[<prev] [next>] [thread-next>] [day] [month] [year] [list]
Message-Id: <20210826140150.19920-1-justin.iurman@uliege.be>
Date: Thu, 26 Aug 2021 16:01:50 +0200
From: Justin Iurman <justin.iurman@...ege.be>
To: netdev@...r.kernel.org
Cc: davem@...emloft.net, kuba@...nel.org, yoshfuji@...ux-ipv6.org,
dsahern@...nel.org, tom@...bertland.com, edumazet@...gle.com,
justin.iurman@...ege.be
Subject: [RFC net-next] ipv6: Support for anonymous tunnel decapsulation
Nowadays, there are more and more private domains where a lot of ingresses and
egresses must be linked altogether. Configuring each possible tunnel explicitly
could quickly become a nightmare in such use case. Therefore, introducing
support for ip6ip6 decapsulation without an explicit tunnel configuration looks
like the best solution (e.g., for IOAM). For now, this patch only adds support
for ip6ip6 decap, but ip6ip4 could probably be added too if needed.

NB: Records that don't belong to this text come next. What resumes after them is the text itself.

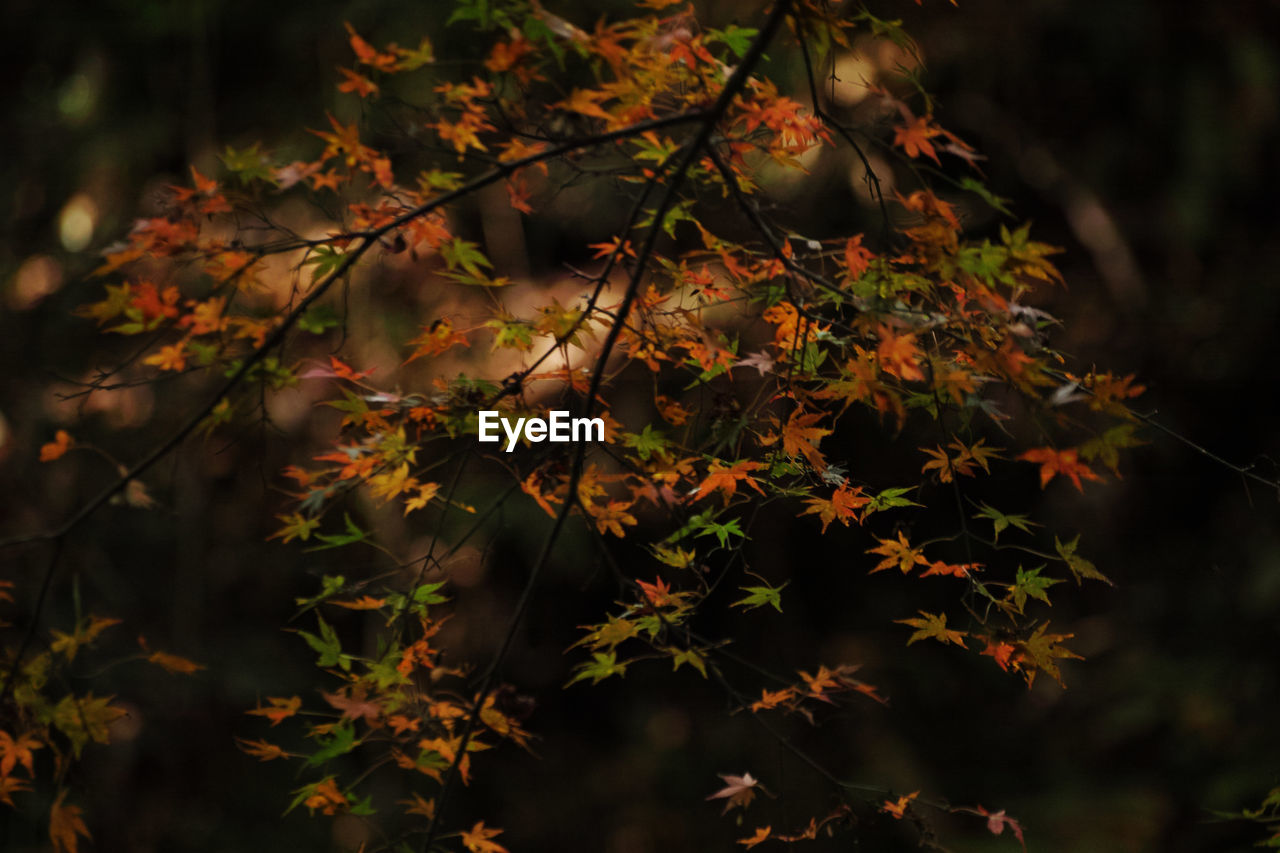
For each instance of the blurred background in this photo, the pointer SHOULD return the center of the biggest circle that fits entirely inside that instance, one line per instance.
(1141, 137)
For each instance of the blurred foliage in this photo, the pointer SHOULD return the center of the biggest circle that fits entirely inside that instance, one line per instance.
(1139, 136)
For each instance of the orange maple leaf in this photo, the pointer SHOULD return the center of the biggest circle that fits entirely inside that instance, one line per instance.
(897, 807)
(64, 825)
(174, 664)
(476, 839)
(55, 448)
(842, 506)
(261, 749)
(899, 355)
(279, 708)
(933, 625)
(914, 138)
(897, 553)
(800, 437)
(1066, 463)
(737, 790)
(727, 477)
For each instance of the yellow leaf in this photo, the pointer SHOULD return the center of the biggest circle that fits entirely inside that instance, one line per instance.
(64, 825)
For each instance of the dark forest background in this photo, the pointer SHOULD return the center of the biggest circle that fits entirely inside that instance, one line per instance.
(1142, 137)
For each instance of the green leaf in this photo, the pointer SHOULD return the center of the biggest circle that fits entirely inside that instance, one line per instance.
(341, 740)
(336, 541)
(688, 656)
(602, 666)
(760, 596)
(327, 646)
(329, 587)
(722, 532)
(736, 39)
(1001, 521)
(318, 319)
(1079, 566)
(1031, 584)
(248, 164)
(890, 500)
(981, 190)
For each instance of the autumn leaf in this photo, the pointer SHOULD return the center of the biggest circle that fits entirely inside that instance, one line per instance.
(478, 839)
(55, 448)
(899, 355)
(842, 506)
(737, 790)
(997, 821)
(897, 807)
(355, 706)
(86, 633)
(897, 553)
(932, 626)
(1054, 463)
(17, 751)
(261, 749)
(800, 437)
(1079, 566)
(65, 824)
(760, 596)
(1042, 651)
(174, 664)
(727, 477)
(914, 138)
(278, 708)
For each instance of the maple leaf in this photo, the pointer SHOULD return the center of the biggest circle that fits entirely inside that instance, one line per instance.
(997, 821)
(933, 626)
(355, 706)
(65, 824)
(585, 103)
(278, 708)
(1054, 463)
(1000, 651)
(727, 477)
(1029, 584)
(958, 570)
(800, 437)
(897, 553)
(760, 361)
(737, 790)
(858, 258)
(325, 797)
(55, 448)
(897, 807)
(773, 698)
(17, 751)
(419, 806)
(86, 632)
(914, 138)
(478, 839)
(1079, 566)
(261, 749)
(842, 506)
(1001, 521)
(899, 355)
(9, 787)
(602, 666)
(174, 664)
(760, 596)
(1043, 651)
(356, 82)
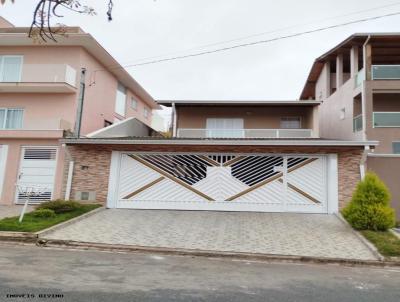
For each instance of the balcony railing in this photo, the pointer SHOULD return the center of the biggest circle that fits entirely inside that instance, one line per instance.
(40, 74)
(386, 119)
(245, 133)
(357, 123)
(385, 72)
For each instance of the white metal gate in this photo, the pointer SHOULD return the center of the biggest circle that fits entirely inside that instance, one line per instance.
(226, 182)
(37, 170)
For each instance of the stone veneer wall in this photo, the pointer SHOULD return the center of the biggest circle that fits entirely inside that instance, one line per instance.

Last year, we had an interesting discussion [1] with Tom about this topic, and
especially on how such solution could be implemented in a more generic way. Here
is the summary of the thread.
Tom said:
"This is just IP in IP encapsulation that happens to be terminated at
an egress node of the IOAM domain. The fact that it's IOAM isn't
germaine, this IP in IP is done in a variety of ways. We should be
using the normal protocol handler for NEXTHDR_IPV6 instead of special
case code."
He also said:
"The current implementation might not be what you're looking for since
ip6ip6 wants a tunnel configured. What we really want is more like
anonymous decapsulation, that is just decap the ip6ip6 packet and
resubmit the packet into the stack (this is what you patch is doing).
The idea has been kicked around before, especially in the use case
where we're tunneling across a domain and there could be hundreds of
such tunnels to some device. I think it's generally okay to do this,
although someone might raise security concerns since it sort of
obfuscates the "real packet". Probably makes sense to have a sysctl to
enable this and probably could default to on. Of course, if we do this
the next question is should we also implement anonymous decapsulation
for 44,64,46 tunnels."
Based on the above, here is a generic solution to introduce anonymous tunnels
for IPv6. We know that the tunnel6 module is, when loaded, already responsible
for handling IPPROTO_IPV6 from an IPv6 context (= ip6ip6). Therefore, when
tunnel6 is loaded, it handles ip6ip6 with its tunnel6_rcv handler. Inside the
handler, we add a check for anonymous tunnel decapsulation and, if enabled,
perform the decap. When tunnel6 is unloaded, it gives the responsability back to
tunnel6_anonymous and its own handler. Note that the introduced sysctl to
enable anonymous decapsulation is equal to 0 (= disabled) by default. Indeed,
as opposed to what Tom suggested, I think it should be disabled by default in
order to make sure that users won't have it enabled without knowing it (for
security reasons, obviously).
Thoughts?
Some feedback would be really appreciated, specifically on these points:
- Should the anonymous decapsulation happen before (as it is right now) or
after tunnel6 handlers? "Before" looks like the most logical solution as,
even if you configure a tunnel and enable anonymous decap, the latter will
take precedence.
- Any comments on the choice of the sysctl name ("tunnel66_decap_enabled")?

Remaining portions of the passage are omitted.